I’d never been to Provence, but I had met my Aunt Mathilde a few times when she’d come to see us in our little apartment in Paris. I remembered her being big and bustling, filling the place with her bulk and forever hugging and kissing me, which I never much cared for. She’d pinch my cheek and tell me I was a “beautiful little man”. But she’d always bring us lots of crystallised fruits, so I could forgive her everything else.
I was ten years old and had never been parted from my mother. I’d only been out of Paris once for a holiday by the sea in Brittany. I told her I didn’t want to be sent away. I told her time and time again, but it was no use.
“You’ll be fine, Yannick,” she insisted. “You like Aunt Mathilde, don’t you? And Uncle Bruno is very funny. He has a moustache that prickles like a hedgehog. And you’ve never even met your cousin Amandine. You’ll have a lovely time. Spring in Provence. It’ll be a paradise for you, I promise. Crystallised fruit every day!”

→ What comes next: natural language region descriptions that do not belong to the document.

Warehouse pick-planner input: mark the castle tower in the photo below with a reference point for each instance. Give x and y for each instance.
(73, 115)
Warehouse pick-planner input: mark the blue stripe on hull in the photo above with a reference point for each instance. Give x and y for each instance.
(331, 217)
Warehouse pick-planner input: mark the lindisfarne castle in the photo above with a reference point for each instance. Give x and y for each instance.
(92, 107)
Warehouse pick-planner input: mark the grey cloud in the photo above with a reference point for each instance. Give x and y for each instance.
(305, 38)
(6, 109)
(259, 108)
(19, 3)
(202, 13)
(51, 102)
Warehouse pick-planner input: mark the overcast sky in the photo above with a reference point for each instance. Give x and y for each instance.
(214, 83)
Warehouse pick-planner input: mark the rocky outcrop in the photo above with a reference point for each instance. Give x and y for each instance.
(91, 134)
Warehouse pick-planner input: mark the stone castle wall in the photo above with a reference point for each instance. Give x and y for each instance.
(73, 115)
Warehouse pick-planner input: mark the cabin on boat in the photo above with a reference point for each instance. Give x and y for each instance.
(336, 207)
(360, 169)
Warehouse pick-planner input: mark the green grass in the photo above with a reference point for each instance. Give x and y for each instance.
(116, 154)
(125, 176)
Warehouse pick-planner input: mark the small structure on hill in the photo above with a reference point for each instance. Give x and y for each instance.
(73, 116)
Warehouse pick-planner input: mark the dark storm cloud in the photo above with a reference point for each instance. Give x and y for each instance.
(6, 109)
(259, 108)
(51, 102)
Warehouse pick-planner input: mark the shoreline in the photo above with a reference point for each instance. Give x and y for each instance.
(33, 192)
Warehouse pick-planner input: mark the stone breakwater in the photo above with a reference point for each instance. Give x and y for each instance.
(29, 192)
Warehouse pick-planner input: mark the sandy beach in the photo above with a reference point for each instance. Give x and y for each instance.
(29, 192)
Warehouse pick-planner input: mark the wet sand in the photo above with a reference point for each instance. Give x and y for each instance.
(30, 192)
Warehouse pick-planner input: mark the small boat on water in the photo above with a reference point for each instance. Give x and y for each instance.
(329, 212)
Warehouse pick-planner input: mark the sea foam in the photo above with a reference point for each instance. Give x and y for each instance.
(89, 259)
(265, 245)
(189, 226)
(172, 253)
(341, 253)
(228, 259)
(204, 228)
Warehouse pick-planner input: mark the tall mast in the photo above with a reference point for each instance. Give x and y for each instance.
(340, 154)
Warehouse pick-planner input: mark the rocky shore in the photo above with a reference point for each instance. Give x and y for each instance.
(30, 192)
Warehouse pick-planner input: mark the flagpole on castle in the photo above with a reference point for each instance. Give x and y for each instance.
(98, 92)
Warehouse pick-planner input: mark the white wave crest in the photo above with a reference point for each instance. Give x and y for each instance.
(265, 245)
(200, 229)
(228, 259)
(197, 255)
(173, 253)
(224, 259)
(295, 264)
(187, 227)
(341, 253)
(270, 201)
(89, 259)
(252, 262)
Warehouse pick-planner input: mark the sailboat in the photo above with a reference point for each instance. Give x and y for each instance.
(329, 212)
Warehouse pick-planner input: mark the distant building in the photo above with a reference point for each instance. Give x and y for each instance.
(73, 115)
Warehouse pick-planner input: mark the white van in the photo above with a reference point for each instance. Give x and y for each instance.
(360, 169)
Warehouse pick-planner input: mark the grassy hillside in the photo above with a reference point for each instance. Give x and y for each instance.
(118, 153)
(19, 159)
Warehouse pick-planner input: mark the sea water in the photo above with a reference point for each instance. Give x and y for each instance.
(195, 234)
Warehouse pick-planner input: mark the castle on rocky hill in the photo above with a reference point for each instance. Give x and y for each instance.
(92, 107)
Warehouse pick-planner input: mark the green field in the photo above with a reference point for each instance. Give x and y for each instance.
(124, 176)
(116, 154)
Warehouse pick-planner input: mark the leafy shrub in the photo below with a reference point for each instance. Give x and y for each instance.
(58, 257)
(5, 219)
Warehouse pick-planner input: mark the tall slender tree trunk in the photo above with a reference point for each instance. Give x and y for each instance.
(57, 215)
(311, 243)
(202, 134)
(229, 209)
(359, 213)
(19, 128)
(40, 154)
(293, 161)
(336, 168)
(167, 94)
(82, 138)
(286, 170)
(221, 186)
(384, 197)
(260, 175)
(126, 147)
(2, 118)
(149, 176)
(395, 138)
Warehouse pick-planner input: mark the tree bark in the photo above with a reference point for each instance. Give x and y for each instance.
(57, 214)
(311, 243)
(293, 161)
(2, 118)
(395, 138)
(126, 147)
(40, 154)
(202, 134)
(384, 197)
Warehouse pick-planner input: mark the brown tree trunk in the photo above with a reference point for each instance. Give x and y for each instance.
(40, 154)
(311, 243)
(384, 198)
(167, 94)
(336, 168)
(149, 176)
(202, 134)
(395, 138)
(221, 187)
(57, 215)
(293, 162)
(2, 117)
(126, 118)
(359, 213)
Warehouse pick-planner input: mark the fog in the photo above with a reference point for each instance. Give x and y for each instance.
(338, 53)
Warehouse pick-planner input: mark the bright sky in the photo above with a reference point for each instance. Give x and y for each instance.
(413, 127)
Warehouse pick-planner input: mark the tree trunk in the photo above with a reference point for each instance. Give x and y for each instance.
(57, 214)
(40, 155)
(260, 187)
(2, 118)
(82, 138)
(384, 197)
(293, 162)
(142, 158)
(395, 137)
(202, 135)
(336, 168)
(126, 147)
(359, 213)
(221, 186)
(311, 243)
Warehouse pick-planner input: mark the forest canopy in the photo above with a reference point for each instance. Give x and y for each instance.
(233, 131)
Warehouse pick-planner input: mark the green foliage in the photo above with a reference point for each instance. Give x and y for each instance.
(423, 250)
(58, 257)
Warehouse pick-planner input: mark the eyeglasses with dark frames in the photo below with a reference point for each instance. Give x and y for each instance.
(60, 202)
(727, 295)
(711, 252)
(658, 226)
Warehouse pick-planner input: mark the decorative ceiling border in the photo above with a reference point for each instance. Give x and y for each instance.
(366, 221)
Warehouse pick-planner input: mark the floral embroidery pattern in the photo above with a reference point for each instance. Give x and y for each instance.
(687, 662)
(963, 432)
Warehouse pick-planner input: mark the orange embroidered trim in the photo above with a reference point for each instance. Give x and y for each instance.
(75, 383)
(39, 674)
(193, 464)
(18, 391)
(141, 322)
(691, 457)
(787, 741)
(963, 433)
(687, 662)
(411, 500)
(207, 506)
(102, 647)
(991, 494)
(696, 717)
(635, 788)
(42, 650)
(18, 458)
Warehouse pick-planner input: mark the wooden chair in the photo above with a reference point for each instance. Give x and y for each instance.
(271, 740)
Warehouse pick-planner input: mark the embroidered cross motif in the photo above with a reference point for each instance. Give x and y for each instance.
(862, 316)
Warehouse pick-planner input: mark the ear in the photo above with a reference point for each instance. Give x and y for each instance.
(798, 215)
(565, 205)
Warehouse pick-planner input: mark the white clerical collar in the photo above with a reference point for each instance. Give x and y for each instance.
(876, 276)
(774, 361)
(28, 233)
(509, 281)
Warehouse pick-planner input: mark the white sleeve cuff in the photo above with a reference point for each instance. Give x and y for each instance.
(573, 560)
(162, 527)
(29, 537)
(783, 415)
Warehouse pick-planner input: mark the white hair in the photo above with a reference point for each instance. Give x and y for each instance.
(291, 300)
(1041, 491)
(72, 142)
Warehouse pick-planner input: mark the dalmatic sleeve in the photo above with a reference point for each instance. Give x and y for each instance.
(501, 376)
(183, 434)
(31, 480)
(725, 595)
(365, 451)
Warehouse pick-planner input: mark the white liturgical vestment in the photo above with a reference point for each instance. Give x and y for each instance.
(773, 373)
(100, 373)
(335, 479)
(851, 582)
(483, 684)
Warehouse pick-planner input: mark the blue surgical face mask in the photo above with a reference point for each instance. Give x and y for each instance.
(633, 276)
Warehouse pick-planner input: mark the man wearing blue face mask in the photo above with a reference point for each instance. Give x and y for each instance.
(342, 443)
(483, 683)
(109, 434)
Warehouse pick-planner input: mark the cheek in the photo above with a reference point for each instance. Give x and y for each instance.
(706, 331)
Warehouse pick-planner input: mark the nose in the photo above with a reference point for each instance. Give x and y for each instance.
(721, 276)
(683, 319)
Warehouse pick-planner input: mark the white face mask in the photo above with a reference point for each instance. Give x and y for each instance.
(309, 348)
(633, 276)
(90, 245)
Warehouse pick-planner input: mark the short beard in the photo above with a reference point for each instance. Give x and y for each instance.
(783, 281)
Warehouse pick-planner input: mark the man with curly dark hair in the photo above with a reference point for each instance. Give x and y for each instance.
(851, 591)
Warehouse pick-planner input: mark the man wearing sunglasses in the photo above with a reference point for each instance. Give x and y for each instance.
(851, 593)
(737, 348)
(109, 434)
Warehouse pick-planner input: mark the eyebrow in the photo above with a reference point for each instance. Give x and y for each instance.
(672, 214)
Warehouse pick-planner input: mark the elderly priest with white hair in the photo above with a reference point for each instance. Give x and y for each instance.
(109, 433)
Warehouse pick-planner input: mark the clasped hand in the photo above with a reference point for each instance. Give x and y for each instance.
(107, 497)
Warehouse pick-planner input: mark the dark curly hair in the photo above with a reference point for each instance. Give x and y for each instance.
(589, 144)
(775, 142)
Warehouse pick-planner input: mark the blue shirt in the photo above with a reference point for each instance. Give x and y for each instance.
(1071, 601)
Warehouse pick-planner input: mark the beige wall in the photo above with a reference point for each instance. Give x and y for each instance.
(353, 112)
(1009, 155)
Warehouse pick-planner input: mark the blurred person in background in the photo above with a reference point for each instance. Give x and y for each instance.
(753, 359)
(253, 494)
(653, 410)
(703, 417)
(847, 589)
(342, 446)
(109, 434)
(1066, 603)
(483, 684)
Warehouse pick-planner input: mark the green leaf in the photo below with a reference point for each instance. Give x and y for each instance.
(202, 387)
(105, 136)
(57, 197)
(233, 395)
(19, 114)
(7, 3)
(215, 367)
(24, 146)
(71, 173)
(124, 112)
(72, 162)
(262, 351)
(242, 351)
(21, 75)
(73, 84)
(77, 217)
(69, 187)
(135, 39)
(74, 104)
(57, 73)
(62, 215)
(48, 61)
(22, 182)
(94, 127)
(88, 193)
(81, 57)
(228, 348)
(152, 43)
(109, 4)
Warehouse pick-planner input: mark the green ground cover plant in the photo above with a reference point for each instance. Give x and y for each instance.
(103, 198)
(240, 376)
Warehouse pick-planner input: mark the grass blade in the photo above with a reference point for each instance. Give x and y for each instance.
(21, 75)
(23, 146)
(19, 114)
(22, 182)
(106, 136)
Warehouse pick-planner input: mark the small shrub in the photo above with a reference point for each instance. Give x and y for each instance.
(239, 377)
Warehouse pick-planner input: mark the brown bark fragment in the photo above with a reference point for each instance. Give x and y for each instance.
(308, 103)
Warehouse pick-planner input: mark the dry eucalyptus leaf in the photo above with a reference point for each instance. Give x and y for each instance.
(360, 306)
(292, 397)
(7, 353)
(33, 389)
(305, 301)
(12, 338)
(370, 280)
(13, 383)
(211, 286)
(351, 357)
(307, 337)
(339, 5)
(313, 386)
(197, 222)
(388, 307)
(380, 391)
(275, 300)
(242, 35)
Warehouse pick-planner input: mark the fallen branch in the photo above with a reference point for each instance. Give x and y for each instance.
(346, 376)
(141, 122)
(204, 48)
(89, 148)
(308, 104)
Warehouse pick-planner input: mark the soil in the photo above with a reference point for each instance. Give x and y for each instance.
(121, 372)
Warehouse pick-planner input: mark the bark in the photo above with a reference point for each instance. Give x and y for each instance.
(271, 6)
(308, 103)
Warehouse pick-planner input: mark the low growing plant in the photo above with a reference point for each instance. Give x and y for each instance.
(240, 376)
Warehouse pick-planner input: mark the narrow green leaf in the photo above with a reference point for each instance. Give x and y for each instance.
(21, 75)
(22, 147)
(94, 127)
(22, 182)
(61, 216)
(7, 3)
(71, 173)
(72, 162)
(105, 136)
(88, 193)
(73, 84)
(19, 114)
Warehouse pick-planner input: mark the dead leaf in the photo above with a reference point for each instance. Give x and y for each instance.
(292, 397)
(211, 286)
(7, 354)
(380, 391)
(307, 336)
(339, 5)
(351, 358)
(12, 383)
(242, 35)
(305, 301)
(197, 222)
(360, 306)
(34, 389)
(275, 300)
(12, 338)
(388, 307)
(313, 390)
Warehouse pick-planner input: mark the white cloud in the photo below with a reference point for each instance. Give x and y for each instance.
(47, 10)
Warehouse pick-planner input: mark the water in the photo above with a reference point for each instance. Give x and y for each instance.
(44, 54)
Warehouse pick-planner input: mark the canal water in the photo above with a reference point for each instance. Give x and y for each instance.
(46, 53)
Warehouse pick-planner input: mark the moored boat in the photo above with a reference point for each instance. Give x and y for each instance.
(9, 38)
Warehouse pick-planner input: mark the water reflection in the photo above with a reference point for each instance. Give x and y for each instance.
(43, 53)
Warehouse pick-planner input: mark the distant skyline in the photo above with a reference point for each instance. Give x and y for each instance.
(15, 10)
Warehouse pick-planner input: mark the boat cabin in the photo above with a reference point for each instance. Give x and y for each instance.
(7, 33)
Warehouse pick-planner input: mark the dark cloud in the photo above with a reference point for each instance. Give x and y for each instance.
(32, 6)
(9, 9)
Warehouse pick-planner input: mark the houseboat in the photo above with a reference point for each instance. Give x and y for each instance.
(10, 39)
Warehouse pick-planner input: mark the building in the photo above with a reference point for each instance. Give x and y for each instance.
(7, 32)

She did all she could to convince me. More than once she read me Jean Giono’s story “The Man Who Planted Trees”, the story of an old shepherd set in the high hills of Provence. She showed me a book of paintings by Paul Cézanne, paintings, she told me, of the countryside outside Aix-en-Provence, very close to Aunt Mathilde’s home. “Isn’t it beautiful, Yannick?” she breathed as she turned the pages. “Cézanne loved it there, and he’s the greatest painter in the world. Remember that.”
A city boy all my life, the paintings really did look like the paradise my mother had promised me. So by the time she put me on the train at the Gare de Lyon I was really looking forward to it. Blowing kisses to her for the last time out of the train window, I think the only reason I didn’t cry was because I was quite sure by now that I was indeed going to the most wonderful place in the world, the place where Cézanne, the greatest painter in the world, painted his pictures, where Jean Giono’s old shepherd walked the high hills planting his acorns to make a forest.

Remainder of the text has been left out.